Trastornos oculomotores psicógenos

Dichos trastornos se expresan en forma de trastornos de la mirada, incluidas convulsiones o parálisis de la mirada. En la gran mayoría de los casos, ocurren en combinación con otros trastornos motores, así como diversas manifestaciones de un estado histérico. Se requiere un diagnóstico individual minucioso de los trastornos psicógenos, lo que implica necesariamente investigaciones para identificar daños orgánicos en el sistema nervioso central.

Síntomas de la oftalmoplejía

Clínica de oftalmoplejía parcial externa: desviación visible del ojo hacia el lado sano. Cuando los músculos del ojo están paralizados, el movimiento del globo ocular se limita o desaparece por completo.

El paciente puede sufrir de diplopía.

La oftalmoplejía externa completa se acompaña de ptosis y falta de actividad ocular. La patología interna parcial se manifiesta por dilatación de la pupila, empeoramiento de la reacción a la iluminación. Si todos los músculos internos del ojo están paralizados, además de estos síntomas, se observa parálisis de acomodación. La oftalmoplejía completa se expresa en exoftalmos y la inmovilidad final del globo ocular y la pupila. El tratamiento de todos los tipos de oftalmoplejía es eliminar su causa.

Gran Enciclopedia de Psiquiatría. Zhmúrov V.A.

oftalmoplejía (Griego ophtalmos - ojo, plege - golpe, derrota)- violación de la función motora del ojo debido al daño de los nervios oculomotores, sinapsis neuromusculares(miastenia) o del sistema muscular (miopatía). Hay oftalmoplejía externa, interna y completa.

  1. Con la oftalmoplejía externa, los movimientos del globo ocular caen en todas las direcciones, se desarrolla ptosis, pero permanece la movilidad de la pupila (reacción a la luz, convergencia y acomodación). Más a menudo esto sucede con procesos cerebrales basales (tumores de la base del lóbulo frontal, meningitis tuberculosa, etc.), enfermedades hereditarias y crónicas progresivas (miopatía, miastenia grave).
  2. Con la oftalmoplejía interna, solo se altera la movilidad de la pupila.
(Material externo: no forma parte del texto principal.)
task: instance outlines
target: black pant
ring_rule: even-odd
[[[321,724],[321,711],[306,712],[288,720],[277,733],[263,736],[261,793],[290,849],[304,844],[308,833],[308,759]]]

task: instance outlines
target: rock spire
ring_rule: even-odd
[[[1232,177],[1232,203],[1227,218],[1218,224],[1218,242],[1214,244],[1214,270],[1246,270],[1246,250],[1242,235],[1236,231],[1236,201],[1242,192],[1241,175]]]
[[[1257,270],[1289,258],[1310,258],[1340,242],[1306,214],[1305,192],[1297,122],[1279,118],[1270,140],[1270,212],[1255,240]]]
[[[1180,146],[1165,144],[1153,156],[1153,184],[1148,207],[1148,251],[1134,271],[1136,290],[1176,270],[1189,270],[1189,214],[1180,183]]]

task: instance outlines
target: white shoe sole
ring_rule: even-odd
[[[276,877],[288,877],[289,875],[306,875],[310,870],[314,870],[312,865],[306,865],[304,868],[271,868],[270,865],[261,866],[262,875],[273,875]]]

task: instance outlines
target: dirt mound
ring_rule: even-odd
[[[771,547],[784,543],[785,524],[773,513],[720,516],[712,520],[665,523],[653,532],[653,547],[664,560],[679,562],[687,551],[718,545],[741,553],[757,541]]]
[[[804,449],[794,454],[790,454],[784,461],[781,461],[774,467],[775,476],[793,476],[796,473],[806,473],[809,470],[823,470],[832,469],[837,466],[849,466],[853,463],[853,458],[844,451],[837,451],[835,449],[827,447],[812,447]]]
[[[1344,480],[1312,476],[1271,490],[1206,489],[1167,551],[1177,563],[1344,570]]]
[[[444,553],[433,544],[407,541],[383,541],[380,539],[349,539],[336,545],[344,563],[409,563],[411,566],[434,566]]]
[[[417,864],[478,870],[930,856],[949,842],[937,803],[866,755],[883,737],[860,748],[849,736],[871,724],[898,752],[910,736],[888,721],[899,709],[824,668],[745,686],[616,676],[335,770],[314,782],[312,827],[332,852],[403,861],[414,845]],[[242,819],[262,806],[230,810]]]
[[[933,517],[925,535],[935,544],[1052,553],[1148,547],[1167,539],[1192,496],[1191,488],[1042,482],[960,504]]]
Esto indica una lesión intratallo de los núcleos de los nervios craneales (como resultado de sífilis, diabetes, intoxicación, etc.).
  3. Con la oftalmoplejía completa, todas las funciones motoras del ojo están dañadas, lo que indica daño en la parte superior del tronco encefálico (formas graves de delirium tremens, encefalopatía alcohólica, etc.).

El tratamiento de la oftalmoplejía depende de la etiología del trastorno.

Oftalmoplejía histérica- Imitación inconsciente de los síntomas de la oftalmoplejía, desapareciendo, propia de la histeria, cuando se distrae la atención del paciente del trastorno que se manifiesta, así como durante la terapia hipnosugestiva.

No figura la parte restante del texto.